A while ago, it was announced that German powerhouses Daimler and BMW had agreed to merge their mobility operations into one distinct business in order to stick it to Uber. Now , we have some different news, and nobody is quite sure what it means for the merge.
Parent company of Mercedes-Benz, Daimler, has announced the decision to split itself up into three independent companies. The giant automaker listed the need to make itself fit for the future and keep pace with the tech industry as the primary reasons behind the decision.
The three companies will essentially focus on Mercedes-Benz, Trucks and Mobility. So, perhaps we'll still get that dream partnership we've all been hoping for.
Dubbed PROJECT FUTURE, the company restructuring will result in Mercedes-Benz, Daimler's truck division and Daimler's mobility division all becoming their own independent entities. Chances are that the changes will only come into effect in January 2020, but this is basically what it entails:
• Mercedes-Benz cars and vans will all belong to Mercedes-Benz AG.
• Commercial truck and bus operations will all be rolled into Daimler Truck AG.
• The financial services division will merge with the mobility operation to become Daimler Mobility AG.
• All three companies will still belong to Daimler AG.
The idea is that by splitting these three different pursuits into their own companies, Daimler hopes to create more entrepreneurial freedom, stronger market / customer focus and the ability to enter into faster, more flexible partnerships.
It's a smart move in the long run, no matter how the stock market reacts right now. Not only could the splitting of Daimler aid in luring in new and exciting talent, but it would make each individual company attractive to different investors as well. Investors who would want to know exactly where their money is going to be used. If the investor has no real interest in trucks, but is interested in mobility plays, for example, this split allows for that clearer option. And, needless to say, it allows for each company to sink or swim based upon its own merit – instead of burdening the entire brand as a whole.
Global automakers are now facing bigger responsibilities than ever before. They have an unprecedented responsibility to the customer, the shareholders and more noticeably – the environment.
The types of decisions being made by Daimler, and others, may be a sign that yes – the industry is willing to adapt and change on a deeper level than ever before. Of course, it isn't going to please everybody, but the gloom prophets will no doubt come around sooner or later.
We recently wrote about Geely, the Chinese automaker which also owns Volvo, becoming the largest single shareholder in Daimler. The initial response is certainly – Mercedes-Benz? Made In China? Followed by something akin to a panic attack. And that's perfectly reasonable. But, there are a number of good reasons for this.

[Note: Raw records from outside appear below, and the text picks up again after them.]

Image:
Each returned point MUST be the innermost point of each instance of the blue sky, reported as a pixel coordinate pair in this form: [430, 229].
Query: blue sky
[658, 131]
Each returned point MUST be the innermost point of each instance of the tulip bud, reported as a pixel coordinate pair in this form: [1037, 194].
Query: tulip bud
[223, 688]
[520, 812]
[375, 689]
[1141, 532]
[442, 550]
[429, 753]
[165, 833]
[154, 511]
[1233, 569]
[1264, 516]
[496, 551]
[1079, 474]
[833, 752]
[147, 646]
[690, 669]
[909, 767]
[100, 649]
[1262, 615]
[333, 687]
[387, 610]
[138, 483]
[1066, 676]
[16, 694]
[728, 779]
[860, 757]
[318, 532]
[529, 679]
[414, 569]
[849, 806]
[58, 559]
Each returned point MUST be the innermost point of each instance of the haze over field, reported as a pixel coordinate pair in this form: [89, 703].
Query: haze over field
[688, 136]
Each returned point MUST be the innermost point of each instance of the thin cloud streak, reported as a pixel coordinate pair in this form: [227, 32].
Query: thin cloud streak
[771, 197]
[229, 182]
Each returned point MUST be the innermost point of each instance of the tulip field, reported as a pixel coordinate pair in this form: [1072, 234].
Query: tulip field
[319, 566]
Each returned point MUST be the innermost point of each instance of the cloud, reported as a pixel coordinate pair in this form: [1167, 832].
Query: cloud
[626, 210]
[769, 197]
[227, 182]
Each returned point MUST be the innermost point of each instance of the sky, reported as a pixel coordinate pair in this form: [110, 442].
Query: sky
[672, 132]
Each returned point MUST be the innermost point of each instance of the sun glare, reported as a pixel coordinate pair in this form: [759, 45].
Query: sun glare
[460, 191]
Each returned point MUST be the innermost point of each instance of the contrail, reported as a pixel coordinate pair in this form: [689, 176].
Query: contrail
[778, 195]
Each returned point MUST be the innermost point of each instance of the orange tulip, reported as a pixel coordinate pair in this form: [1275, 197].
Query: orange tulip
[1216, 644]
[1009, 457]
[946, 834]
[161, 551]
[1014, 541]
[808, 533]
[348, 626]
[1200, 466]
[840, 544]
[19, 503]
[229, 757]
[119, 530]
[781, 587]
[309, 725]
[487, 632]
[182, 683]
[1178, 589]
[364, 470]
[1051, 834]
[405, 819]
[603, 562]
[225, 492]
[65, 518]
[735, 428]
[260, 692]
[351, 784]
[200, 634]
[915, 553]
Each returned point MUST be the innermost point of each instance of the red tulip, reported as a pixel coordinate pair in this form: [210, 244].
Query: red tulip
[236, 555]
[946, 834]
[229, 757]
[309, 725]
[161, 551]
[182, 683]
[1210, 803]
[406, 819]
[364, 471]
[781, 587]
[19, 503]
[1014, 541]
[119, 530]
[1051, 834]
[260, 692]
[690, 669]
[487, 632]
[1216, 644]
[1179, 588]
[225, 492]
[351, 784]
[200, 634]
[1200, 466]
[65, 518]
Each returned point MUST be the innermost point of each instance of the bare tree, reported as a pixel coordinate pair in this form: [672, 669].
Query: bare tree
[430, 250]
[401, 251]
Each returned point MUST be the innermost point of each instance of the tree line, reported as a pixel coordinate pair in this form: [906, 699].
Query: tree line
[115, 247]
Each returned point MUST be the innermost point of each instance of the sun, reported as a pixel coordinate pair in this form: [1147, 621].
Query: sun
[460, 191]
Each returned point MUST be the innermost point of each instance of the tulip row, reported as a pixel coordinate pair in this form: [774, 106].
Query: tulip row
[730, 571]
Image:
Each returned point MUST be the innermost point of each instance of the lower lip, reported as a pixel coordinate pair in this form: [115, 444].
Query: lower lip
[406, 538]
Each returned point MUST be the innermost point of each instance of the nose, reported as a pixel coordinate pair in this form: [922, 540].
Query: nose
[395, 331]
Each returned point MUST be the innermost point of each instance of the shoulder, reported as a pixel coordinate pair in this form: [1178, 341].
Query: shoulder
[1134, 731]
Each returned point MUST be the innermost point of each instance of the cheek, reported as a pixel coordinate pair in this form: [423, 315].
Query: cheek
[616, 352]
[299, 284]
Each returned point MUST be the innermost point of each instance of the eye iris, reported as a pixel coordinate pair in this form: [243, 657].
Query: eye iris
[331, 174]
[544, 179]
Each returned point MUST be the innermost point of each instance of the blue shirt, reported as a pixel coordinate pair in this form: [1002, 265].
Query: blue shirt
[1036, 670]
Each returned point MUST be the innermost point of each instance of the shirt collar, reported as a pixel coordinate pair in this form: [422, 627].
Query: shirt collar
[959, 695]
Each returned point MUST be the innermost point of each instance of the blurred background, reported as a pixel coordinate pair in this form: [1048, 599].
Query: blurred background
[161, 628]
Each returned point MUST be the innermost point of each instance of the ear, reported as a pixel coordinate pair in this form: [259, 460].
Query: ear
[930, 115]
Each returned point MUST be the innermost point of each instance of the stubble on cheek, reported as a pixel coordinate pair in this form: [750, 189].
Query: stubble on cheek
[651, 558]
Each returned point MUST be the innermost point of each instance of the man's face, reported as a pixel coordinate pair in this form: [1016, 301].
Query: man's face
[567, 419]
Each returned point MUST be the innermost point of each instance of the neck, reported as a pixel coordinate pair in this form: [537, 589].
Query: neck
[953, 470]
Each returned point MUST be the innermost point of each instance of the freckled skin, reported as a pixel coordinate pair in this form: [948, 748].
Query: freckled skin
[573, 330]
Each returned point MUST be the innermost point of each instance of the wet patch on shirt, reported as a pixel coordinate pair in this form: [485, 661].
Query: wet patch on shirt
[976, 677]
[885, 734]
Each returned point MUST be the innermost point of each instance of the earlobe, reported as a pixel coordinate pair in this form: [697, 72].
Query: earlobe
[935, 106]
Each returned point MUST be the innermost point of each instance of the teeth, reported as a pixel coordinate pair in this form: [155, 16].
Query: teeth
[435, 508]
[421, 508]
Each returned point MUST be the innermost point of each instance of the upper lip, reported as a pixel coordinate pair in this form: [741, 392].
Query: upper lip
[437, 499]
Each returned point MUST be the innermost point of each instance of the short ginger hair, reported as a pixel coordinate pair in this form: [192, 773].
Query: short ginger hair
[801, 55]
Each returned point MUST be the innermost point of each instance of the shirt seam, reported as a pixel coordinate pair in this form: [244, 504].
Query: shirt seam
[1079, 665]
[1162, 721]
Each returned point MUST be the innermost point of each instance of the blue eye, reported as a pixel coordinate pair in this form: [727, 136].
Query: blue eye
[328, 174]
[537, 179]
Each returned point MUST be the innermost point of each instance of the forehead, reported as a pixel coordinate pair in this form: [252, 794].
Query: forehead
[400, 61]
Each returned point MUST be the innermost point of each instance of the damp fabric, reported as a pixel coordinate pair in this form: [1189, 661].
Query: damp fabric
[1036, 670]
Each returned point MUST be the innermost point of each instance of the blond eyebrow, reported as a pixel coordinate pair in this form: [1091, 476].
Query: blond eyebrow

The Chinese government has piled an immense amount of pressure onto the automotive industry to ensure the lowering – and eventual eradication – of fossil fuel emissions in the next couple of years. Cars need to go electric, and Geely needed access to Mercedes-Benz technology in order to achieve this goal as soon as possible.
The German giant, Daimler, in partnership with Chinese-owned automaker BAIC, is currently one of the biggest producers of vehicles in China, and of course, it isn't the only company looking to shake things up.
We've recently seen Waymo partner with Jaguar to build self-driving electric vehicles, following GMs investment in Lyft to do the same.
American car manufacturer, Ford, has also gotten on board. Previously, we've seen the birth of Ford Smart Mobility LLC – a company focused on tech services such as bike and ride-sharing. The company partnered with Chinese Zotye to develop ride-hailing services in China.
Last week, the company launched a new entity called Ford Autonomous Vehicles LLC and announced further plans to restructure its entire global business model.
The auto industry is evolving at breakneck speed, whether by choice or necessity. We've seen this with the growing demand for fully electric and hybrid vehicles all across the globe, with companies such as Tesla, Nissan and BMW paving the way.
Over the last couple of years, we've seen the rise of new and exciting business models, such as the ride-hailing and ride-sharing services, Uber or Taxify. These companies have all but annihilated the traditional meter-taxi business, and even more upstarts continue to innovate and push the industry onward into different directions.
In a few years, we may even witness a complete shift in car ownership as a whole, as more and more people opt for different models.
Even the autonomous (self-driving) cars – which everybody seems to be working on – are beginning to gain a bit of traction. While most of us still don't trust them, we're nevertheless interested in what could happen, and this is all thanks to the work being done in Silicon Valley.
Daimler will need to follow suit in order to better compete.